There is much talk about the looming gap between the opportunities being created by big data and finding workers with the right skills and expertise to fill these positions. A recent study by Gartner predicts that by 2015, 4.4 million IT jobs globally will be created to support big data opportunities within brands.

With these opportunities come challenges, not least how you use the data in a responsible way without alienating the customers you are hoping to offer better services and products to. This has led some to suggest brands need a Big Data Ethicist, charged with ensuring data is used in a responsible and ethical way.

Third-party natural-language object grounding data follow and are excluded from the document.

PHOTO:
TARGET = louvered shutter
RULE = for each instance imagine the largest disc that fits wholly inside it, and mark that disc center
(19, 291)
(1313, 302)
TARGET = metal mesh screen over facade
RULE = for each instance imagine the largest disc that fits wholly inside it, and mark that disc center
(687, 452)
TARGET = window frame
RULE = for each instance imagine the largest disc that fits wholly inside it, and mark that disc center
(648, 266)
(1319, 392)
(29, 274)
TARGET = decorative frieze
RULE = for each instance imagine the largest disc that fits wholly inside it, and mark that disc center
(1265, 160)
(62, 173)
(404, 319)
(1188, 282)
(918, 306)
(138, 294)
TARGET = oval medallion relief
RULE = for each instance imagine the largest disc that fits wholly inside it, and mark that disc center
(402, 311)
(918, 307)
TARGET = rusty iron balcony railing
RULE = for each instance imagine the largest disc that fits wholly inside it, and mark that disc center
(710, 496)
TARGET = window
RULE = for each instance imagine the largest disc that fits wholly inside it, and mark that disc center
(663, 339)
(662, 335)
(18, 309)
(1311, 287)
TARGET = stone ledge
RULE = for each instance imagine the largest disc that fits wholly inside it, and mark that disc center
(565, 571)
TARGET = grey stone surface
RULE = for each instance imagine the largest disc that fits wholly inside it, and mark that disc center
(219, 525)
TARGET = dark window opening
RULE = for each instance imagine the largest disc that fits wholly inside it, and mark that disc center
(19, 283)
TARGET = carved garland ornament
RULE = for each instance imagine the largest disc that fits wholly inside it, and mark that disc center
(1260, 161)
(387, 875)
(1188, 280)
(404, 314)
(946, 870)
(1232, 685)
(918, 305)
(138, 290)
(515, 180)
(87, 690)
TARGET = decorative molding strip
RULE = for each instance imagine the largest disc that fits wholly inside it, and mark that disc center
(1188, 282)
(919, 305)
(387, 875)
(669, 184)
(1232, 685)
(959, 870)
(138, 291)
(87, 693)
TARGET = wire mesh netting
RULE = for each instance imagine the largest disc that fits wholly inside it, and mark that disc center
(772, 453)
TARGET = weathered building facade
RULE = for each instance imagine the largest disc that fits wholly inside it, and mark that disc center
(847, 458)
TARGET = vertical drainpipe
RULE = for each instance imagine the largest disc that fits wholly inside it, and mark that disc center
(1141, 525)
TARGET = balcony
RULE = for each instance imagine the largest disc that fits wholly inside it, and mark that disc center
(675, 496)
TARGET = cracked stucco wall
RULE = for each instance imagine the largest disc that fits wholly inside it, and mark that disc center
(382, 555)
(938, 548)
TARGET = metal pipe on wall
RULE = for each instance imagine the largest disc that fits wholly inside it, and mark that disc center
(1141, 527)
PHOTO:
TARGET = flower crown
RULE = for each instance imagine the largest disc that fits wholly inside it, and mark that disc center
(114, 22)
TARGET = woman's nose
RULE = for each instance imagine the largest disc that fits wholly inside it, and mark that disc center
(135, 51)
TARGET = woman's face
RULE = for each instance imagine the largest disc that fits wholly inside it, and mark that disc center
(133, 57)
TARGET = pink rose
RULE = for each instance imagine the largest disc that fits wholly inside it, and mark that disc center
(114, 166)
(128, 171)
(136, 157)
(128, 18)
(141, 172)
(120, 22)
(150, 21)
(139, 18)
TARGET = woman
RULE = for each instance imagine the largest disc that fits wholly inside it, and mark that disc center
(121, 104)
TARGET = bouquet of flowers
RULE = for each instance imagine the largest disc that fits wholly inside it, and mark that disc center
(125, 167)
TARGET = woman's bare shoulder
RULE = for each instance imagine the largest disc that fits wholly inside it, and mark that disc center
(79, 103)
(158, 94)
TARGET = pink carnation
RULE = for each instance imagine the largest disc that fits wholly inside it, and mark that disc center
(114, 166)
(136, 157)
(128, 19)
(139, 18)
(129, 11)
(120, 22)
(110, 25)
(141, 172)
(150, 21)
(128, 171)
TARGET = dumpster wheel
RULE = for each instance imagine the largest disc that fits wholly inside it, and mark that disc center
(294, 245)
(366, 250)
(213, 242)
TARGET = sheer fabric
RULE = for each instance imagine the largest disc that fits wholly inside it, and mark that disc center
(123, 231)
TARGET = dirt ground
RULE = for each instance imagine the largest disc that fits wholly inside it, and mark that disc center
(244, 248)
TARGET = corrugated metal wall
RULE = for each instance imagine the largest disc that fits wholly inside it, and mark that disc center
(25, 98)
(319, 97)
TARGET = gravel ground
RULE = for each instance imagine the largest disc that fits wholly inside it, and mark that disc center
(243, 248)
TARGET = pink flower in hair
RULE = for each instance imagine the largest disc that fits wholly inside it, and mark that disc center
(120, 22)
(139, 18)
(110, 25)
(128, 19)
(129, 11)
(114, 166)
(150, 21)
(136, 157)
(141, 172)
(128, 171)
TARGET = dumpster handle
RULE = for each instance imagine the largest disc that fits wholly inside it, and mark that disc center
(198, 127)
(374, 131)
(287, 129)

Ways your business could be damaged by use of big data

The damage to a brand from use of big data can impact in three main ways: the brand and reputation, the relationship with customers and financial. Three simple examples of these are:

  1. Damaging the brand reputation: Target’s brand was damaged when their predictive analytics team knew about a teenage girl’s pregnancy before she could break the news to her own father. This sparked outrage about the legality of Target’s actions and many people have started questioning various companies’ marketing techniques and using their club-cards
  2. Alienating customers: TomTom, maker of popular GPS navigation devices, was forced to apologize after news that Dutch police had used data gathered from drivers TomTom devices to set speed traps up. The scandal resulted in TomTom slashing their 2011 sales figures down by $90 million and company’s CEO issuing a statement assuring customers that it would investigate how the data they sold was being used
  3. Fines: Google was hit with a $22.5 million fine for embedding software that bypassed privacy settings of millions of Apple devices in order to collect users viewing data for their direct marketing efforts.

The role of a Big Data Ethicist

The role of a Big Data Ethicist in any firm should be to build a culture in an organisation of using big data in a way that strengthens the relationship with customers, respecting their desires for privacy but helping to deliver better products and services to them. Typically a Big Data Ethicist would be responsible for:

  • Thinking through the legal consequences and implications of the data and information your company will be creating, using and publishing
  • Build customer trust over the use of your big data activities
  • Consideration of long-term, far-reaching implications of the use of big data technologies, for example a backlash from consumers over companies’ use of their data
  • Help decisions makers plan new big data activities

How might this role fit into existing roles and processes? Are brands that are experimenting with big data considering these ethical issues?